Buxton, Arraez stay hot, 7 Twins pitchers limit Seattle in 3-2 win

SEATTLE — Most good traveling acts save their biggest hits for the encore. The Luis and Buck Show prefers to get right to work.

Luis Arraez lined the game's first pitch into center field for a single, and Byron Buxton sent a 3-and-2 fastball over the center field wall, giving the Twins a quick start that three hours later turned into a 3-2 victory over the Mariners at T-Mobile Park.

Of course, fast starts are something of a Twins specialty this year. Buxton's homer on Monday, his sixth in the past six days, brought home the Twins' 50th and 51st first-inning runs of the season, the most in the American League. And those two players atop the batting order are a big reason why, of course.

Arraez is a .399 career hitter (61-for-153) in the first inning, and is hitting .421 in the inning this season. And five of Buxton's 18 home runs, including three since Thursday, have come in the first inning.

"There's not an added emphasis on facing a (pitcher) the first time though, but that's a great sign," Twins manager Rocco Baldelli said of the Twins' best inning, in which they've outscored their opponents by 22 runs. "As the outing goes on, you make adjustments and figure it out and have a chance to get to good starters."

That's how it seems like it should work, and the Twins did indeed wear out Mariners starter Chris Flexen over his five innings of work, putting at least two runners on base in four of them.

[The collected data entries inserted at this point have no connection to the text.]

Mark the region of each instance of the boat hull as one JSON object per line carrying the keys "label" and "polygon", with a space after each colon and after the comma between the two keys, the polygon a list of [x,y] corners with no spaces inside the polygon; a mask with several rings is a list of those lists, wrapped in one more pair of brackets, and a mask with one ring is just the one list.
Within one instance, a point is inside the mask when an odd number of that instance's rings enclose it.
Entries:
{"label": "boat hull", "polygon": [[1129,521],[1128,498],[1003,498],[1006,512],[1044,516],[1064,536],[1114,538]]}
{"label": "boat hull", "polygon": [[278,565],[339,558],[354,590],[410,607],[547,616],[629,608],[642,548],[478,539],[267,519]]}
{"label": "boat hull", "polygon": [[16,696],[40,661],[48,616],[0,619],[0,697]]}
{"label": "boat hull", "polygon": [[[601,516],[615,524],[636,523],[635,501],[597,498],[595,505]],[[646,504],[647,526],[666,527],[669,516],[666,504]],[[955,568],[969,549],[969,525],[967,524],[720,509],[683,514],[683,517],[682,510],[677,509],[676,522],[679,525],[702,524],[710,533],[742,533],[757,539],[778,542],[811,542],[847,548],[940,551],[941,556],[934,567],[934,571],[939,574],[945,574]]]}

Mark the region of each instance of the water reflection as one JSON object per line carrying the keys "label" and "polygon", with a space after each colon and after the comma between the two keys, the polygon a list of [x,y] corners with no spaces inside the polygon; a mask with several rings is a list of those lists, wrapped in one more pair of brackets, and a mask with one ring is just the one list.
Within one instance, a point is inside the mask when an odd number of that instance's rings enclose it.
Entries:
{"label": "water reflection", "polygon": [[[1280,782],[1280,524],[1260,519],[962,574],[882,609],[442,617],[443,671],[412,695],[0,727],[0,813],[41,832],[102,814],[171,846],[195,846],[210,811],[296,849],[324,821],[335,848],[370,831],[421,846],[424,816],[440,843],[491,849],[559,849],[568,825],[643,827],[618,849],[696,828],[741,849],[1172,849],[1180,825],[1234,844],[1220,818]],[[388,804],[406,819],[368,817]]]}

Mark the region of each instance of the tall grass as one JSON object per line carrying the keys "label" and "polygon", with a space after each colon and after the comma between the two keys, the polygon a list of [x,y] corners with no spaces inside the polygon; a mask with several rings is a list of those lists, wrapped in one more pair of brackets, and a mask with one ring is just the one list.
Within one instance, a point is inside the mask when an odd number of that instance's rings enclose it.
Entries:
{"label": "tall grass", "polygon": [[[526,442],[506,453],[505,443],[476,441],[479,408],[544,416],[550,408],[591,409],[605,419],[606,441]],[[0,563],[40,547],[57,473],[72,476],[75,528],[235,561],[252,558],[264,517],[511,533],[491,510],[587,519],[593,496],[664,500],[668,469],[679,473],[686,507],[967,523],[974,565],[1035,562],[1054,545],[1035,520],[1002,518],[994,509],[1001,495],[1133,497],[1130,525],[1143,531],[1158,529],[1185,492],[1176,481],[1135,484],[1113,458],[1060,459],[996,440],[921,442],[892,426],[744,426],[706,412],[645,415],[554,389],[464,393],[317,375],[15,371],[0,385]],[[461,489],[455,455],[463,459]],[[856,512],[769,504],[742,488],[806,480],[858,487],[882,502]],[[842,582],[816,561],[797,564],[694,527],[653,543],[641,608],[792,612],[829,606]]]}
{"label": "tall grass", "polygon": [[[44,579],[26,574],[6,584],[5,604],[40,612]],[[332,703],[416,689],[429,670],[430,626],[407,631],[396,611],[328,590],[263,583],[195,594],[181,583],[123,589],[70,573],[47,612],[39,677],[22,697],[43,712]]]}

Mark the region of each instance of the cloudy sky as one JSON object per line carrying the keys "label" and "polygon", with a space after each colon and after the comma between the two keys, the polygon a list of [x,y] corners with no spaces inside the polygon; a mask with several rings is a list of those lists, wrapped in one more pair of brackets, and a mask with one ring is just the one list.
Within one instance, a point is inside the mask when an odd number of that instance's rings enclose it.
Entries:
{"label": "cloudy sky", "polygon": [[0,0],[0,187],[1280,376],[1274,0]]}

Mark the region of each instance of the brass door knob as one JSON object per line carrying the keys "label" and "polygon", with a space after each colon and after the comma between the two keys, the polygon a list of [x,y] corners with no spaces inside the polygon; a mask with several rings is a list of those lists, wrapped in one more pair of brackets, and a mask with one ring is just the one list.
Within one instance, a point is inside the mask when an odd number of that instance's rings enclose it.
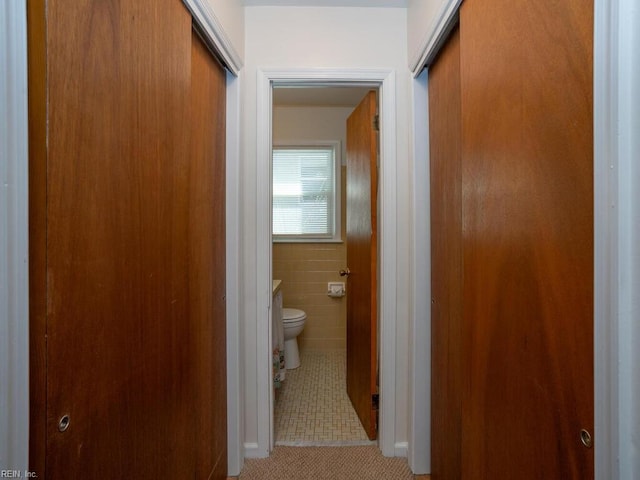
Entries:
{"label": "brass door knob", "polygon": [[587,448],[591,448],[593,446],[593,440],[591,439],[591,434],[589,433],[588,430],[585,430],[584,428],[580,430],[580,440],[582,441],[582,444]]}

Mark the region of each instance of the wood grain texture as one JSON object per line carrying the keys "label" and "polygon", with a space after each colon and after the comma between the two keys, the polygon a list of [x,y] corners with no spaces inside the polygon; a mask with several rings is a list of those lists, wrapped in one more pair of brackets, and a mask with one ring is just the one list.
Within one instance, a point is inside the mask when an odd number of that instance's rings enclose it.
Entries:
{"label": "wood grain texture", "polygon": [[198,42],[180,2],[47,6],[41,477],[226,476],[225,75]]}
{"label": "wood grain texture", "polygon": [[462,184],[460,35],[429,69],[431,181],[431,473],[461,475]]}
{"label": "wood grain texture", "polygon": [[463,478],[590,479],[593,2],[461,10]]}
{"label": "wood grain texture", "polygon": [[189,296],[197,332],[196,478],[227,477],[224,69],[192,33]]}
{"label": "wood grain texture", "polygon": [[48,9],[48,478],[195,467],[190,23],[169,2]]}
{"label": "wood grain texture", "polygon": [[347,119],[347,394],[370,439],[377,435],[377,93]]}
{"label": "wood grain texture", "polygon": [[47,94],[44,0],[27,2],[29,95],[29,470],[44,475],[47,333]]}

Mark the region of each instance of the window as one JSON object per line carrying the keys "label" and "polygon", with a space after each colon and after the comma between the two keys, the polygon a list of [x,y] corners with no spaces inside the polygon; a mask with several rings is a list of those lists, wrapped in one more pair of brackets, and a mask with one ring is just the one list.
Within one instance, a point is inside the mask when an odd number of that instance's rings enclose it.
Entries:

But Flexen held them to 0-for-4 with runners in scoring position, and Minnesota never scored off him again.

Only Max Kepler's ground-ball single to right in the seventh inning off lefthander Ryan Borucki allowed the Twins to add another run, and it turned out to be a critical one, because the Mariners managed to score once off Twins starter Chris Archer and once off reliever Jharel Cotton.

Archer, after back-to-back five-inning starts, pitched only four in the cool (mid-50s) Seattle evening, allowing only four hits and two walks. But two of the singles came after Dylan Moore's swing collided with Gary Sanchez's glove in the third inning, interference that allowed Moore to reach first base. Jesse Winker lined a single to right, and Ty France hit a hard grounder that Gio Urshela knocked down but could not handle, a run-scoring infield hit.

Cotton, the third of six Twins relievers, left a first-pitch fastball high in the strike zone for Taylor Trammel, who pummeled it to straightaway center, his second home run of the season.

But Seattle never managed to tie the score, with Emilio Pagan earning his ninth save in 12 opportunities.